Sadr, Kasım ayında yapılması planlanan parlamento seçimlerini boykot etme kararından dönmek için zorlu koşullar öne sürdü.

Sadr X platformundaki hesabı üzerinden yaptığı paylaşımda, “Yolsuzluk var olduğu sürece hiçbir seçime katılmayacağım. Doğruluk ancak kontrolsüz silahların teslim edilmesi, milislerin dağıtılması ve ordunun güçlendirilmesiyle tesis edilecektir” ifadelerini kullandı.

Yerel platformlarda, Sadr Hareketi liderleri ile aralarında Başbakan Muhammed Şiya es-Sudani'nin de bulunduğu Şii liderler arasında seçimlere katılma amacıyla temaslar kurulduğuna dair sızıntılar dolaşıyor.

Şarku’l Avsat'a konuşan siyasi bir kaynak, ‘Sadr Hareketi ile geri dönme olasılıkları konusunda şu ana kadar görüşmelerin durmadığını’ söyledi.
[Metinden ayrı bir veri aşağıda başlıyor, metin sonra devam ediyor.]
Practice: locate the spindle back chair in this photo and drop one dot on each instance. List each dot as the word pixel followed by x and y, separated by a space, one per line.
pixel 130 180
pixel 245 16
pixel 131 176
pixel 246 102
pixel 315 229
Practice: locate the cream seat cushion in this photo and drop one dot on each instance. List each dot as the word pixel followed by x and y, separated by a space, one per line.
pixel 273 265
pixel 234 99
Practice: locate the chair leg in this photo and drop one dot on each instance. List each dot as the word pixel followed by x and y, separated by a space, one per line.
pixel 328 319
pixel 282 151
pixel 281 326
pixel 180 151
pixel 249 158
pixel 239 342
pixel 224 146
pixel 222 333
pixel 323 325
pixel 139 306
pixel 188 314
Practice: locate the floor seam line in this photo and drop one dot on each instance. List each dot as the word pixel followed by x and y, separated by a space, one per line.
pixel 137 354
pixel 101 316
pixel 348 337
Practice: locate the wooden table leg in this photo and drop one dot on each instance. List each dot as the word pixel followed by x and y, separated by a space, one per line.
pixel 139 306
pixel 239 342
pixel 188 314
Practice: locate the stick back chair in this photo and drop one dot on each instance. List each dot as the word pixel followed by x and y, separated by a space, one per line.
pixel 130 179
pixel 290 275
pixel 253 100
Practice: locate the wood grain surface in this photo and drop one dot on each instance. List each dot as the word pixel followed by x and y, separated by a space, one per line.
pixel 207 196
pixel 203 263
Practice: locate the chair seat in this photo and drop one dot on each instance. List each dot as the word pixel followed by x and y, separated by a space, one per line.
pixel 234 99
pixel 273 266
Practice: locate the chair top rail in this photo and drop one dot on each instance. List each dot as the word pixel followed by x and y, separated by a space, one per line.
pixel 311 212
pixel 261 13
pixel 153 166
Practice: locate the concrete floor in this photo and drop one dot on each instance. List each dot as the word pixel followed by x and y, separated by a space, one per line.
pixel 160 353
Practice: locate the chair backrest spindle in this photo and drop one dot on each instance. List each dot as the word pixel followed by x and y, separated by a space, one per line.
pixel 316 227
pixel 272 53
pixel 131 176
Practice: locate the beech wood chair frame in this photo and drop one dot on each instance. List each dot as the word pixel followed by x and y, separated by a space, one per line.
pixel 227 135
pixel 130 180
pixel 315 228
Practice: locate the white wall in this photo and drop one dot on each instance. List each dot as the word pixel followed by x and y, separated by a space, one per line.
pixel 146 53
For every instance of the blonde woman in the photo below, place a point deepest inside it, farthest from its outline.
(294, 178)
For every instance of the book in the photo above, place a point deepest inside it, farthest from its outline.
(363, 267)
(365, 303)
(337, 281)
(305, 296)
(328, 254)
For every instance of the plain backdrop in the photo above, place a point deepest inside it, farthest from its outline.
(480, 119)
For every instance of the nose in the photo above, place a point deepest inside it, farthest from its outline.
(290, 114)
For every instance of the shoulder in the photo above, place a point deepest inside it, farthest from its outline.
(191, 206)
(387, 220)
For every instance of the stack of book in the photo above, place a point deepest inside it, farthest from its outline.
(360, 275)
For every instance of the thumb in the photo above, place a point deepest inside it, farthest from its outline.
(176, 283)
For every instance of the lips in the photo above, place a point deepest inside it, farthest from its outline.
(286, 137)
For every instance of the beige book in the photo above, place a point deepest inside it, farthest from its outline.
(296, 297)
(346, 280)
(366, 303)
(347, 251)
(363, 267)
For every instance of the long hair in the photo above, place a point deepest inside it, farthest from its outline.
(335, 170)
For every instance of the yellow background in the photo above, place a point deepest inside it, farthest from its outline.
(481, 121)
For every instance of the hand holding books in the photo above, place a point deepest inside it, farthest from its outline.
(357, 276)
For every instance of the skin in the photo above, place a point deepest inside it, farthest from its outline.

Sadr Hareketi lideri Mukteda es-Sadr (Sadr Hareketi medyası)Sadr Hareketi lideri Mukteda es-Sadr (Sadr Hareketi medyası)

Seçimlerin meşruiyeti

Son dönemde izlenen çeşitli göstergelere göre seçimlerin meşruiyetine ilişkin endişeler bulunuyor. Boykotun kırılgan bir bölgesel ve uluslararası ortamda diğer kesimler tarafından da tekrarlanması, özellikle silah taşıyan ya da geçmişte silah taşımış olanlar başta olmak üzere pek çok Şii gücün, İran'ın hedef alınmasının ardından ABD ve İsrail tarafından hedef alınabilecekleri korkusunu taşımaya devam ettikleri bir dönemde, siyasi sistemin meşruiyetini etkileyebilir.

Aynı bağlamda araştırmacı Seyf es-Saadi Şarku’l Avsat'a verdiği demeçte şu ifadeleri kullandı: “Irak'taki siyasi sınıf, boykot eden çoğunluğun seçimlere katılma güvenini yeniden tesis edecek olgun bir seçim sistemi sunamadı. Bunun nedeni, seçim yasasının her seçim döneminde, oy veren halkın gerekçeleri dikkate alınmaksızın, büyük geleneksel partilerin ölçülerine uyacak şekilde değiştirilmesidir… Sadr Hareketi lideri Mukteda es-Sadr ve iki eski başbakan Haydar el-İbadi ve Mustafa el-Kazımi'nin boykotu, seçimlere giden sürecin ciddiyetinin bir göstergesidir.”

Ancak es-Saadi, ‘seçim bölgesi sistemi, Sainte Lague sistemi ve benimsenen yüzde ile her seçimde sorunlara neden olan sonuç hızlandırma cihazlarına ilişkin doğru istatistiklere dayanan olgun bir yasanın çıkarılması yoluyla Irak'taki seçim sisteminde reform yapılabileceğini’ düşünüyor.